During yester years, the students of HSC used to enjoy a full academic life during their two-year stay in the college. The college faculty used to take pride in their work despite very meager salaries. Time management, diligence and performance monitoring were some of the common approaches adopted by teachers to impart knowledge of acceptable merit. Weak or financially deprived students were given extra attention after the normal instruction hours.
Private tuitions or coaching were non-existent entities. The boys (or girls) common room was the space often utilised for group study by students themselves. College teachers would also drop in for any kind of advice in case of need. The peers used to organise extra-curricular activities with rigour and enthusiasm. Sports, quiz/general knowledge competitions, poetry recitals, cultural events, participation in Radio Pakistan’s student programmes and literary activities would nurture the young minds with the appropriate exposure to transform them into cultured and creative personalities.
Many of our noted writers, poets, dramatists, performing arts wizards and even singers owe their success to the fertile milieu of respective colleges. It is sad to note that the same institutions have apparently become barren without the creation of an alternative space.
Colleges have lost pupils to coaching centres by design, not in default. The low quality of education creates a service demand to be satisfied by coaching centres. A professor who would not ordinarily take his class in the college can be found most punctual and enthusiastic to deliver to his highly paying clientele. It is also reported that many teachers deliberately keep low teaching standards in the colleges in order to promote the demand of private tuition centres. Students slowly lose their interest in taking classes and can be routinely spotted wasting their time in college canteens, common rooms or isolated corners.
The ultimate losers in this state of affairs are the students from low and lower middle income groups who cannot afford private tuitions or coaching centres. Their only option is the college which has very little to offer. For this perpetual handicap, the chances of the underprivileged children to enter institutions of higher learning are greatly eclipsed. An average student from affluent background usually makes it to a good university through crutches of tuition while similar cases from lower income background are denied this option. In other words, poor attainment opportunities at the college level perpetuates the status quo against the downtrodden.

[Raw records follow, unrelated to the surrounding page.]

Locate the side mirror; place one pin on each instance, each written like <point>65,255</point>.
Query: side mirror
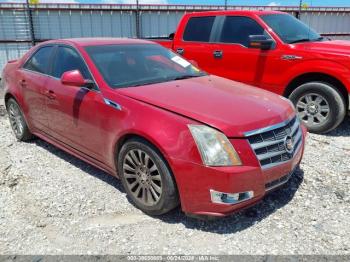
<point>171,36</point>
<point>194,62</point>
<point>260,42</point>
<point>74,78</point>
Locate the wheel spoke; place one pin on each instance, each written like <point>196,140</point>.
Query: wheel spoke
<point>308,99</point>
<point>156,187</point>
<point>129,168</point>
<point>146,160</point>
<point>324,108</point>
<point>137,191</point>
<point>310,120</point>
<point>133,156</point>
<point>320,117</point>
<point>128,175</point>
<point>131,161</point>
<point>156,177</point>
<point>154,194</point>
<point>301,105</point>
<point>153,168</point>
<point>302,114</point>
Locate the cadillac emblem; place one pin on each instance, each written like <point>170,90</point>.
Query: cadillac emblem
<point>288,144</point>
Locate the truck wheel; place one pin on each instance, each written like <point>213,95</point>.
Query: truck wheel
<point>319,105</point>
<point>146,177</point>
<point>17,121</point>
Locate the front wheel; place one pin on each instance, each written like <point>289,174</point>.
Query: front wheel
<point>146,177</point>
<point>319,105</point>
<point>17,121</point>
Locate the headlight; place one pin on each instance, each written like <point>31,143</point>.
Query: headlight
<point>214,147</point>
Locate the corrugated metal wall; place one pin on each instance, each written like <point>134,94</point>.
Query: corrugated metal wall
<point>81,20</point>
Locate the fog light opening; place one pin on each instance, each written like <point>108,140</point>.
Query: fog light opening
<point>230,198</point>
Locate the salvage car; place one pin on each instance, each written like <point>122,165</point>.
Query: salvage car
<point>172,133</point>
<point>274,51</point>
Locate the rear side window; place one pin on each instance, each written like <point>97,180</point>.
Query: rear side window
<point>199,28</point>
<point>68,59</point>
<point>40,61</point>
<point>237,29</point>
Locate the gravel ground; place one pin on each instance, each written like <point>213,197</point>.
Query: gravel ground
<point>54,203</point>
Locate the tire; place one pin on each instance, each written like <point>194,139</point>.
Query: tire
<point>17,121</point>
<point>153,175</point>
<point>319,105</point>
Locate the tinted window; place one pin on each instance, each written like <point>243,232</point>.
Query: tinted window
<point>199,28</point>
<point>39,62</point>
<point>290,29</point>
<point>135,65</point>
<point>237,29</point>
<point>68,59</point>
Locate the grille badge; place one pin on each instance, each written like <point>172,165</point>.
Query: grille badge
<point>288,144</point>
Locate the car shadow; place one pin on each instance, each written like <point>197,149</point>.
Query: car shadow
<point>82,165</point>
<point>231,224</point>
<point>342,130</point>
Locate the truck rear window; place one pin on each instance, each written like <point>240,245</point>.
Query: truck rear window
<point>198,29</point>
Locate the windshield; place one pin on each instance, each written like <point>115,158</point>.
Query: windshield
<point>140,64</point>
<point>290,29</point>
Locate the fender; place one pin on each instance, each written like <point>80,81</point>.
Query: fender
<point>327,67</point>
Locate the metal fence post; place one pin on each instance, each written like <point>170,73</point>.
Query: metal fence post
<point>30,21</point>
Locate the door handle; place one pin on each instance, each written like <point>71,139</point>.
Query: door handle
<point>217,54</point>
<point>180,51</point>
<point>50,94</point>
<point>23,83</point>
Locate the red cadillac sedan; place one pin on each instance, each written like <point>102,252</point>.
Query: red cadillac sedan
<point>172,133</point>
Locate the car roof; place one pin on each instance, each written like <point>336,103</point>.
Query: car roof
<point>93,41</point>
<point>236,12</point>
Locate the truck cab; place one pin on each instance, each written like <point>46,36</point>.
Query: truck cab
<point>274,51</point>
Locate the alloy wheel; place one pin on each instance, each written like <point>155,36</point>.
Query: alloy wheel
<point>313,109</point>
<point>142,177</point>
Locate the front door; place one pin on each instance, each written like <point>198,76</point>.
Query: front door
<point>32,79</point>
<point>75,113</point>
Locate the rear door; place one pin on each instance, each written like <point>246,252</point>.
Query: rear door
<point>33,78</point>
<point>75,113</point>
<point>238,61</point>
<point>197,42</point>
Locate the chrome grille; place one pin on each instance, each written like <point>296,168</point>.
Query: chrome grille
<point>269,144</point>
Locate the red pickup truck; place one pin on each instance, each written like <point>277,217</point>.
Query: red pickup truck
<point>274,51</point>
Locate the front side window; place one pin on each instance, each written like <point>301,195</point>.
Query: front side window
<point>40,61</point>
<point>237,29</point>
<point>68,59</point>
<point>290,29</point>
<point>135,65</point>
<point>198,29</point>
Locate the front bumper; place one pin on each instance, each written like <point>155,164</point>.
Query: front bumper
<point>196,182</point>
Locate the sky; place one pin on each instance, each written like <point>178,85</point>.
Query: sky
<point>345,3</point>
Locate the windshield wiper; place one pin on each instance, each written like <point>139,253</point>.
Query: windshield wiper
<point>300,40</point>
<point>185,77</point>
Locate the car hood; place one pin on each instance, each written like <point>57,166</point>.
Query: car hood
<point>335,47</point>
<point>232,107</point>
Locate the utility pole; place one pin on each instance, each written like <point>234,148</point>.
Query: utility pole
<point>138,31</point>
<point>30,21</point>
<point>300,6</point>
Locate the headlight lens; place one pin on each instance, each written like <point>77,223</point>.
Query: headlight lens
<point>214,147</point>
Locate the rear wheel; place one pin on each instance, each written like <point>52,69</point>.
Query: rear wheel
<point>17,121</point>
<point>319,105</point>
<point>146,177</point>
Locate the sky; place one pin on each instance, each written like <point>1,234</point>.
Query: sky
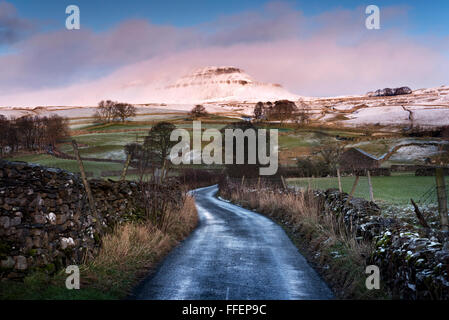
<point>125,48</point>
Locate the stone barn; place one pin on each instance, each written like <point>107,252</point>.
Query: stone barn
<point>356,159</point>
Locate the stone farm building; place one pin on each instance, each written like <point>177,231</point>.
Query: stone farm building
<point>356,159</point>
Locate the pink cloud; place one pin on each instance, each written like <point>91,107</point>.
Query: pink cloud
<point>329,54</point>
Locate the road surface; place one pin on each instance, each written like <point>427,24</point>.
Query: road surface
<point>234,254</point>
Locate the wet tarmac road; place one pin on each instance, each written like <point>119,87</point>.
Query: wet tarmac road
<point>234,254</point>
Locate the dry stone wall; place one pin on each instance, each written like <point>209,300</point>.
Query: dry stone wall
<point>45,221</point>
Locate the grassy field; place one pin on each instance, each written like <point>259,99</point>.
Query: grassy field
<point>396,189</point>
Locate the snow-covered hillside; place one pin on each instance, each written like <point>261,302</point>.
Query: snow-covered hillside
<point>220,84</point>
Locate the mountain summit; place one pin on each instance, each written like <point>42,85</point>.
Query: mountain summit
<point>222,84</point>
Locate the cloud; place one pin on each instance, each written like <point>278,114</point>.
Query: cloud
<point>12,28</point>
<point>327,54</point>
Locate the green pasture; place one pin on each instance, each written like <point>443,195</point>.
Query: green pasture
<point>396,189</point>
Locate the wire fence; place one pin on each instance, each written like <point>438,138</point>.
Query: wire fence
<point>396,190</point>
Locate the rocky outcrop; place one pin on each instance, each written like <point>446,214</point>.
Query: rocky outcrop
<point>45,221</point>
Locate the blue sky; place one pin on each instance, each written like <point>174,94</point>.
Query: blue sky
<point>425,16</point>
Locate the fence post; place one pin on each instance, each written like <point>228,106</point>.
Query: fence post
<point>86,186</point>
<point>371,194</point>
<point>339,180</point>
<point>442,198</point>
<point>125,168</point>
<point>353,188</point>
<point>283,183</point>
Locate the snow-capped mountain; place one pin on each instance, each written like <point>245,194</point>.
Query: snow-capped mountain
<point>221,84</point>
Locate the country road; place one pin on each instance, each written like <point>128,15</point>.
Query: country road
<point>234,254</point>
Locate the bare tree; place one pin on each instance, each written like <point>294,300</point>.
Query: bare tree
<point>105,112</point>
<point>123,111</point>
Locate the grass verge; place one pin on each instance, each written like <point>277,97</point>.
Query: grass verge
<point>334,251</point>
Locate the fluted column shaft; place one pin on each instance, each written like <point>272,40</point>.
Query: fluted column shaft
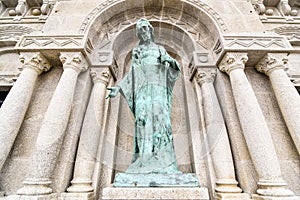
<point>53,127</point>
<point>90,134</point>
<point>217,135</point>
<point>286,94</point>
<point>255,129</point>
<point>16,103</point>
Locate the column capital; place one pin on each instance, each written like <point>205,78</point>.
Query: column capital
<point>100,75</point>
<point>73,60</point>
<point>205,76</point>
<point>271,62</point>
<point>232,61</point>
<point>34,61</point>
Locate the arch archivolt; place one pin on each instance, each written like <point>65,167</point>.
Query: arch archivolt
<point>199,22</point>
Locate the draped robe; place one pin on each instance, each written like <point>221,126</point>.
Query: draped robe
<point>147,89</point>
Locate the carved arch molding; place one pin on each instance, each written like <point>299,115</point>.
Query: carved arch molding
<point>186,25</point>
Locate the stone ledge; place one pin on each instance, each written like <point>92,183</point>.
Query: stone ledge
<point>259,197</point>
<point>78,196</point>
<point>155,193</point>
<point>232,196</point>
<point>52,196</point>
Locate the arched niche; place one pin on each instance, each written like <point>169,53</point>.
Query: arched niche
<point>198,25</point>
<point>182,27</point>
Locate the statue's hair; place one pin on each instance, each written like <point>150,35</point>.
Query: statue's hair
<point>142,22</point>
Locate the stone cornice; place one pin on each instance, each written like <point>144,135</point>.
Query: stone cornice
<point>232,61</point>
<point>271,62</point>
<point>35,61</point>
<point>73,60</point>
<point>205,75</point>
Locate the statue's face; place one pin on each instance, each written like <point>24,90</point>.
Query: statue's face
<point>144,32</point>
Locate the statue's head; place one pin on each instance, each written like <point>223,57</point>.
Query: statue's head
<point>145,31</point>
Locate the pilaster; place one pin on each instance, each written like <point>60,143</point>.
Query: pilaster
<point>218,141</point>
<point>90,138</point>
<point>286,94</point>
<point>16,103</point>
<point>259,141</point>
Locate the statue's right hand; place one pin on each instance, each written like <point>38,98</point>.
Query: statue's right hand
<point>113,92</point>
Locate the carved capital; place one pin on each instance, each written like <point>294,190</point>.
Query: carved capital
<point>205,76</point>
<point>260,7</point>
<point>233,61</point>
<point>34,61</point>
<point>100,75</point>
<point>21,7</point>
<point>73,60</point>
<point>284,7</point>
<point>271,62</point>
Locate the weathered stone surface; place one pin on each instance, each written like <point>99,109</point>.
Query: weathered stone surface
<point>103,31</point>
<point>156,193</point>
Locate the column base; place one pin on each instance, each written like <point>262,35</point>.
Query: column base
<point>273,189</point>
<point>195,193</point>
<point>52,196</point>
<point>227,186</point>
<point>259,197</point>
<point>35,187</point>
<point>78,196</point>
<point>224,196</point>
<point>81,187</point>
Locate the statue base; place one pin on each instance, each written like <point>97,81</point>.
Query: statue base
<point>156,180</point>
<point>194,193</point>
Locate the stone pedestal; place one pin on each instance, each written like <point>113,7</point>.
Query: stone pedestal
<point>78,196</point>
<point>155,193</point>
<point>156,180</point>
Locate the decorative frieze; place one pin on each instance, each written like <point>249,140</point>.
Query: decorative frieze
<point>35,61</point>
<point>75,61</point>
<point>13,32</point>
<point>255,42</point>
<point>271,62</point>
<point>291,32</point>
<point>51,42</point>
<point>203,6</point>
<point>19,11</point>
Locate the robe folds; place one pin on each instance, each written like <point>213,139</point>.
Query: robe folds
<point>147,89</point>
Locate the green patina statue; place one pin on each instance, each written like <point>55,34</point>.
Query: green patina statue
<point>147,89</point>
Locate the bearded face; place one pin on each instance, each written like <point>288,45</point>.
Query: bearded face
<point>145,34</point>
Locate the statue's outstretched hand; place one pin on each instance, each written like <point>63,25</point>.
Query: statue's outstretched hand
<point>113,92</point>
<point>166,58</point>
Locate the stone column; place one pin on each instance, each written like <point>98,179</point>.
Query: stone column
<point>255,129</point>
<point>219,147</point>
<point>16,103</point>
<point>286,94</point>
<point>53,127</point>
<point>90,135</point>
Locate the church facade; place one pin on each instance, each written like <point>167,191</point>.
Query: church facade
<point>236,105</point>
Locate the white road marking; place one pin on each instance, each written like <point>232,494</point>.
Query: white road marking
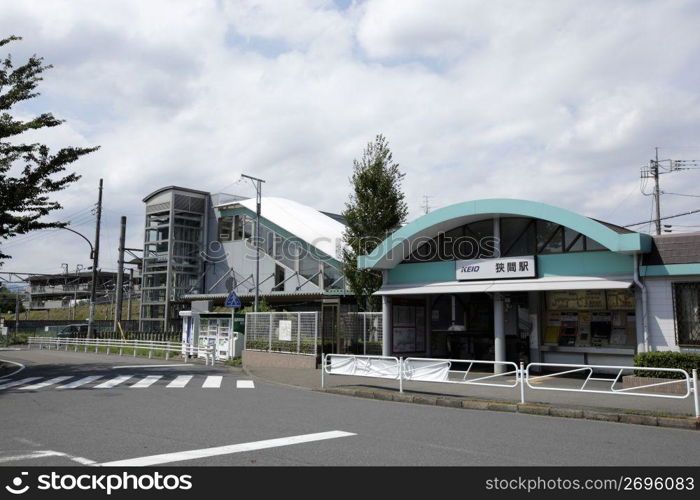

Past two decades have seen a periodic rise in the influence of political groups in colleges, even at the intermediate level. A peep into boys’ common rooms reveals the clandestine takeover of student affairs by the planted agents of dominant student wings of major political parties. The college managements, in some cases, also enter into marriages of mutual convenience for promoting their agenda in a trade union like style. Efforts of innovation and uplift are frustrated at the very onset by the joint fronts enacted by the collusion of the two cadres.
Recently, the move by a non-governmental organisation to acquire the management of some government educational institutions was sabotaged by the connivance of the respective college managements and members of a fanatic religio-political group. Spineless provincial administration went back on their decision, sealing the fate of hundreds of pupils who lost access to quality education.
A great deal has been said about the examination boards of the province. Across the myriad of problems, lack of transparency in the management and conduct of examination is the core issue. This can be fixed through simple but tough decisions.